Edit the label on line $200A, and change it to "NIFTY". Note how the reference on line $2005 also changed. This is an example of a "refactoring rename": when you changed the label, SourceGen automatically found everything that referred to it and updated it. If you edit the operand on line $2005, you can confirm that the symbol has changed.

(If you want to clean this up before continuing on to the next section, put the label back on line $2009.)

Non-Unique Labels

Most assemblers have a notion of "local" labels, which go out of scope when a non-local (global) label is encountered. The actual definition of "local" is assembler-specific, but SourceGen allows you to create labels that serve the same purpose.

By default, newly-created labels have global scope and must be unique. You can change these attributes when you edit the label. Up near the top of the file, at address $1002, double-click on the label ("L1002"). Change the label to "LOOP" and click the "non-unique local" radio button. Click OK.

The label at line $1002 (and the operand on line $100B) should now be "@LOOP". By default, '@' is used to indicate non-unique labels, though you can change it to a different character in the application settings.
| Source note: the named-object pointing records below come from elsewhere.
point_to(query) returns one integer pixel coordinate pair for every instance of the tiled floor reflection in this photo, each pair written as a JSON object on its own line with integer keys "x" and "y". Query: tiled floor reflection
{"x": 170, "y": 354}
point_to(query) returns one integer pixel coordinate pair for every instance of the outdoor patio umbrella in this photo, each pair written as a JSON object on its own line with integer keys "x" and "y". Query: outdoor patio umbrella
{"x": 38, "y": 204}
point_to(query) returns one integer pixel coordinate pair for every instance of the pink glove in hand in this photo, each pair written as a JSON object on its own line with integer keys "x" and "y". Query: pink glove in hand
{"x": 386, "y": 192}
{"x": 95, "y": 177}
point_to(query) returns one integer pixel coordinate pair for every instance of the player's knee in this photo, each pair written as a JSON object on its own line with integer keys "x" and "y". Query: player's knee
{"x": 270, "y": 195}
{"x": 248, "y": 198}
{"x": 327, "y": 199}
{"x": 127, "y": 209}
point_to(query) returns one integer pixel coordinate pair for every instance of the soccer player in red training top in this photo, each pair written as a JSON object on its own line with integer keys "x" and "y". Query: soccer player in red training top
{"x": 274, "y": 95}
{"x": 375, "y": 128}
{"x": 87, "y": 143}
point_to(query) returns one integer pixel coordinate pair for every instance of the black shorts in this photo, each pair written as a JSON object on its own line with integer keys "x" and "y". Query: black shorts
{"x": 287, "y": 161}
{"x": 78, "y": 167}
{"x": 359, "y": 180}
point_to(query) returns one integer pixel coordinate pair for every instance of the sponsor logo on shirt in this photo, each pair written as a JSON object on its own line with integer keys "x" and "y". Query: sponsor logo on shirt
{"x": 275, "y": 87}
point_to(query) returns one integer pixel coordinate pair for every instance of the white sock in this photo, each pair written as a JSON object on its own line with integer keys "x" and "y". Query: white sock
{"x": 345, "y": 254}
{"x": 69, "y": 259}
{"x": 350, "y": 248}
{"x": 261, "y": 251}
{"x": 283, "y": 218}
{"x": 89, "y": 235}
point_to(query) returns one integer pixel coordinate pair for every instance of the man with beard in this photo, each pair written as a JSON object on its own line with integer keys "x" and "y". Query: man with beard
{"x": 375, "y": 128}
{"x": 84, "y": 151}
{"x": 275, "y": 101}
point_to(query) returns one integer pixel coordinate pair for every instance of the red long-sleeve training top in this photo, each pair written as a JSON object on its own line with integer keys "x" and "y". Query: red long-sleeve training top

At address $2019, double-click to edit the label ("L2019"). If you type "MAIN" or "IS_OK" with Global selected you'll get an error, but if you type "@LOOP" it will be accepted. Note the "non-unique local" radio button is selected automatically if you start a label with '@' (or whatever character you have configured). Click OK.

You now have two lines with the same label. In some cases the assembly source generator may need to "promote" them to globals, or rename them to make them unique, depending on what your preferred assembler allows.

Address Region Pre-Labels

When we created an address region at $2000, the LDA on line $1002 lost its label, and the STA on line $1005 gained one. The difficulty with having labels in both operands is that both instructions refer to the byte at offset +000017, but that offset has different addresses before and after the code is relocated, and you can't assign multiple addresses to a single file offset.

In assembly source code, we'd solve this by putting a label right before the address change, and another one after. We can do the same thing here by setting a "pre-label" for the address region.

Select the .addrs line before line $2000, then use Actions > Create/Edit Address Region (or double-click on the operand of the .addrs line, i.e. "$2000"; if you double-click on the .addrs opcode you'll jump to the matching .adrend instead). This opens the address region editor. In the Pre-label section near the bottom, enter "COPY_SRC", then click OK.

This added a line before the .addrs $2000 with the new label, and updated the LDA at line $1002 to refer to the symbol.

Pre-labels are treated as "external" symbols, because the address they're associated with isn't actually represented by the file in its final form. As a result, you can't use non-unique local names like @LOOP.